Much has been written and speculated about the life and career of the French fashion designer, Yves Saint Laurent. To many he is the archetypical tortured genius of fashion, fulfilling the romantic ideal of the sensitive artist suffering for his craft. He is also recognised as one of the defining architects of fashionable clothing in the twentieth century, a designer with a clear vision of how the modern women should be dressed. A shy teenager employed as assistant to Christian Dior, he was catapulted into a global spotlight when appointed chief designer on Dior’s death in 1957. He was fired by Dior for designing an all black, beat-nick styled collection, considered too avant-garde for an established label. The defining outfit from this collection is displayed in the exhibition. In shiny black patent crocodile, edged in black mink it retains a look of lavish modernity. Saint Laurent founded his own couture house with partner Pierre Berge in 1961. Throughout the 1960’s and 1970’s he was a unique creative force within the industry, beginning with the championing of ready to wear: with his boutiques ‘Rive Gauche’, to his hugely influential fashion innovations such as ‘Le Smoking’ in 1966, the Safari Collection’ of 1969, the ‘Forties’ collection of 1971 and the ‘Ballet Russes’ collection of 1976. These collections are purported by chroniclers of fashion to have had a profound impact on the sartorial lives of everyday women and on the work of other fashion designers. As his biographer Alice Rawthorne said:
‘In terms of stylistic innovations he unleashed a storm. His influence was so strong that the innovations of thirty years ago now look like everyday designs.’ (Kelso, (2002), p-3)
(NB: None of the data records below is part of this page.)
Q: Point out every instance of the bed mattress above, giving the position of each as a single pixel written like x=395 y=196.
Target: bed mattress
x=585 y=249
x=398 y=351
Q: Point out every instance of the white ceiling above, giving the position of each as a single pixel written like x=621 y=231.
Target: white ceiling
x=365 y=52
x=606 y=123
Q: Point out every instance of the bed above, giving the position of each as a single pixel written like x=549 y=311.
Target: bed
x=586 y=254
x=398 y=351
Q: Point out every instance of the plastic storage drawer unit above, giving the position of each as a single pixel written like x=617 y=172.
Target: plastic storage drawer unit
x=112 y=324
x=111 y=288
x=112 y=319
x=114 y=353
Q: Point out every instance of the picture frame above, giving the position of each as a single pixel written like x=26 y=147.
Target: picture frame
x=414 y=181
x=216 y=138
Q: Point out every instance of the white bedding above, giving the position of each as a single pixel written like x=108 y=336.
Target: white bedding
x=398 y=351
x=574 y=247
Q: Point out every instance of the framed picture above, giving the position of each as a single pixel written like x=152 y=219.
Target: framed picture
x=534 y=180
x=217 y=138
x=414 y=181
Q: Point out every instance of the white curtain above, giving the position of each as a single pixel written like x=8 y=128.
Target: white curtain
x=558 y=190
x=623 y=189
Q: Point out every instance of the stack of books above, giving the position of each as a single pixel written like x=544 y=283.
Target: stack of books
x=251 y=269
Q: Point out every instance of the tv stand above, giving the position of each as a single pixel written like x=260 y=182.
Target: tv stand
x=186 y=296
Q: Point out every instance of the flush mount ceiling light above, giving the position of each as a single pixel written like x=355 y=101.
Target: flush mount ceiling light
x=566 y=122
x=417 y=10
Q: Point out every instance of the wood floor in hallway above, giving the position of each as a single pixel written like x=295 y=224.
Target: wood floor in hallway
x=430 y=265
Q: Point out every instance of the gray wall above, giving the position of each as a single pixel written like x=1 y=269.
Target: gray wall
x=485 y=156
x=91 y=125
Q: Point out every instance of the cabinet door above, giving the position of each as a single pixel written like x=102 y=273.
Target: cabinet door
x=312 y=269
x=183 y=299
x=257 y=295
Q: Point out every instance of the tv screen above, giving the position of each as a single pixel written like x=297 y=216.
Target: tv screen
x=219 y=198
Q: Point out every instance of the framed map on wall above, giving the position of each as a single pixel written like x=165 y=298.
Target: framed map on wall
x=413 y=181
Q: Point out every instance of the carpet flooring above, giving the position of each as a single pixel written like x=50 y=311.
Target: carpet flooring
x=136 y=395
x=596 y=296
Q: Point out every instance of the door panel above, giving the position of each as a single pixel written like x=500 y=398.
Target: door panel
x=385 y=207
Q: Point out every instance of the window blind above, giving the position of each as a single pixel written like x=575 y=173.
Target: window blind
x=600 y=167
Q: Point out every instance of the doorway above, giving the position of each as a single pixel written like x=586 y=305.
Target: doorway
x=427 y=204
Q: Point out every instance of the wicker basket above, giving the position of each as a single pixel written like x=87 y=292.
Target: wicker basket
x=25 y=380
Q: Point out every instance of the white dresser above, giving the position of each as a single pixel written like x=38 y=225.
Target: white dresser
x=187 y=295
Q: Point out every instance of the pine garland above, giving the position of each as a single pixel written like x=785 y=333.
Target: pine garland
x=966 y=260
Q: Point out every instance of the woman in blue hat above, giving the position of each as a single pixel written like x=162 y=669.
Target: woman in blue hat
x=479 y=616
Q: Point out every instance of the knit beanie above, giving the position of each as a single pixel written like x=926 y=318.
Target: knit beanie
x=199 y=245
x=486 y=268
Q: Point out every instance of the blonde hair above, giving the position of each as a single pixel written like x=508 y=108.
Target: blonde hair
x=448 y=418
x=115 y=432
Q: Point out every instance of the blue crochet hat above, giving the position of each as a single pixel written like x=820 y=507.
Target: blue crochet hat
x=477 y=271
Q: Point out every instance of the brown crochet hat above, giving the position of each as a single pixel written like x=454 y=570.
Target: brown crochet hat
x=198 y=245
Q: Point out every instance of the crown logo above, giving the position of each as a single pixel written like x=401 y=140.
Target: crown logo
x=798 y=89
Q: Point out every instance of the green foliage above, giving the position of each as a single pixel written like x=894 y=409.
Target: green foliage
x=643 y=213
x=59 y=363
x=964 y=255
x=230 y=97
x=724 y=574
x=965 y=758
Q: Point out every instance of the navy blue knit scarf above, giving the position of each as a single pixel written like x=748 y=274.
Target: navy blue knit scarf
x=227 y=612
By the 1980’s Saint Laurent’s fashion influence had begun to wane. The name remained synominous as a brand associated with Parisian luxury however the collections became a series of sumptuous refinements that were no longer considered cutting edge. Reports also began to circulate about Saint Laurent’s emotional and physical well being; he was portrayed in press reports as a man burnt out through ceaseless creation, tortured by the continuous wheel of fashion and the demands of producing four collections a year. Saint Laurent eventually retired in 2002 and died in 2008.